Tao Huawei, Geng Lei, Shan Shuai, Mai Jingchao, Fu Hongliang
College of Information Science and Engineering, Henan University of Technology, Zhengzhou 450001, China.
Entropy (Basel). 2022 Jul 26;24(8):1025. doi: 10.3390/e24081025.
The quality of feature extraction plays a significant role in the performance of speech emotion recognition. In order to extract discriminative, affect-salient features from speech signals and then improve the performance of speech emotion recognition, in this paper, a multi-stream convolution-recurrent neural network based on attention mechanism (MSCRNN-A) is proposed. Firstly, a multi-stream sub-branches full convolution network (MSFCN) based on AlexNet is presented to limit the loss of emotional information. In MSFCN, sub-branches are added behind each pooling layer to retain the features of different resolutions, different features from which are fused by adding. Secondly, the MSFCN and Bi-LSTM network are combined to form a hybrid network to extract speech emotion features for the purpose of supplying the temporal structure information of emotional features. Finally, a feature fusion model based on a multi-head attention mechanism is developed to achieve the best fusion features. The proposed method uses an attention mechanism to calculate the contribution degree of different network features, and thereafter realizes the adaptive fusion of different network features by weighting different network features. Aiming to restrain the gradient divergence of the network, different network features and fusion features are connected through shortcut connection to obtain fusion features for recognition. The experimental results on three conventional SER corpora, CASIA, EMODB, and SAVEE, show that our proposed method significantly improves the network recognition performance, with a recognition rate superior to most of the existing state-of-the-art methods.
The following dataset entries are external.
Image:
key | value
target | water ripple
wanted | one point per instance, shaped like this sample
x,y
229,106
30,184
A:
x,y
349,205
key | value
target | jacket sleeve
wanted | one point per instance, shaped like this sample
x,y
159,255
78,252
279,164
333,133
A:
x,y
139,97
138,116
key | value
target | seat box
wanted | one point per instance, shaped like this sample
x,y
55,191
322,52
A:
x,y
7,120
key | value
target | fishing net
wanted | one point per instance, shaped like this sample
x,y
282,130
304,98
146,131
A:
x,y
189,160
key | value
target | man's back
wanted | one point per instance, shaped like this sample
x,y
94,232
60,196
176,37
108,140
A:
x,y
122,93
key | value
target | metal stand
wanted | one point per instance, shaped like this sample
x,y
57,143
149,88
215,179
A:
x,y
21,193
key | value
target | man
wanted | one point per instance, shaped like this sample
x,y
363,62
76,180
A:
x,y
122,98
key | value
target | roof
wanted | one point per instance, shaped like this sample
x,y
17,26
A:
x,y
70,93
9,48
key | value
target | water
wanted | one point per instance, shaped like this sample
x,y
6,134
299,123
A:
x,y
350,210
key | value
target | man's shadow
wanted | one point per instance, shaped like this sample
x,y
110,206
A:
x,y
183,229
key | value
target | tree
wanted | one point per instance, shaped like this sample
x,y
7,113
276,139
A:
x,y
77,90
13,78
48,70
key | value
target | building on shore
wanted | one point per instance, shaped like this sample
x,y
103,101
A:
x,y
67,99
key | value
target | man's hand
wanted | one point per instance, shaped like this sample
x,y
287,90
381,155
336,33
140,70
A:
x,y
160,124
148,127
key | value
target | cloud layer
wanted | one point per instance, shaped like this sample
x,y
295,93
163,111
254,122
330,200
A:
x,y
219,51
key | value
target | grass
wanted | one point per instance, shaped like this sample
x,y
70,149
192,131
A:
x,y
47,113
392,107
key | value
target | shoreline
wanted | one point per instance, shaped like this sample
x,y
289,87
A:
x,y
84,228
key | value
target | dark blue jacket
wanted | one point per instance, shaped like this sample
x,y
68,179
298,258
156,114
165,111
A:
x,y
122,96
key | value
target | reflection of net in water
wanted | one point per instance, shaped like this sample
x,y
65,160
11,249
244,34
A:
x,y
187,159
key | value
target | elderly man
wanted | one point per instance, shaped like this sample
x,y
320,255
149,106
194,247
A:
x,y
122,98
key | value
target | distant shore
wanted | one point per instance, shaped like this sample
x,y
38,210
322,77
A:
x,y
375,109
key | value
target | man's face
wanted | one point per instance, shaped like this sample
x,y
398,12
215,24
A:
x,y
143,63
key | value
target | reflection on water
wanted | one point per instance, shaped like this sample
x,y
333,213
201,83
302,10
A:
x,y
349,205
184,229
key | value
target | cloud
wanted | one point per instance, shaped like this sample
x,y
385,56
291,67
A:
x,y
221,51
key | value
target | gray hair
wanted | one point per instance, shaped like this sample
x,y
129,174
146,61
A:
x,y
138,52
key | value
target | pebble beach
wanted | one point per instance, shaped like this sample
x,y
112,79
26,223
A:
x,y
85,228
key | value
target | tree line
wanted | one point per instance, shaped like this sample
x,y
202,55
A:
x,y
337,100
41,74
特征提取的质量在语音情感识别性能中起着重要作用。为了从语音信号中提取具有判别力的、情感显著的特征,进而提高语音情感识别的性能,本文提出了一种基于注意力机制的多流卷积循环神经网络(MSCRNN-A)。首先,提出了一种基于AlexNet的多流子分支全卷积网络(MSFCN),以限制情感信息的损失。在MSFCN中,在每个池化层后面添加子分支,以保留不同分辨率的特征,并通过相加融合来自不同子分支的不同特征。其次,将MSFCN和双向长短期记忆网络(Bi-LSTM)相结合,形成一个混合网络来提取语音情感特征,以提供情感特征的时间结构信息。最后,开发了一种基于多头注意力机制的特征融合模型,以获得最佳的融合特征。所提出的方法使用注意力机制来计算不同网络特征的贡献度,然后通过对不同网络特征加权来实现不同网络特征的自适应融合。为了抑制网络的梯度发散,不同网络特征和融合特征通过捷径连接进行连接,以获得用于识别的融合特征。在三个传统的语音情感识别语料库CASIA、EMODB和SAVEE上的实验结果表明,我们提出的方法显著提高了网络识别性能,识别率优于大多数现有的先进方法。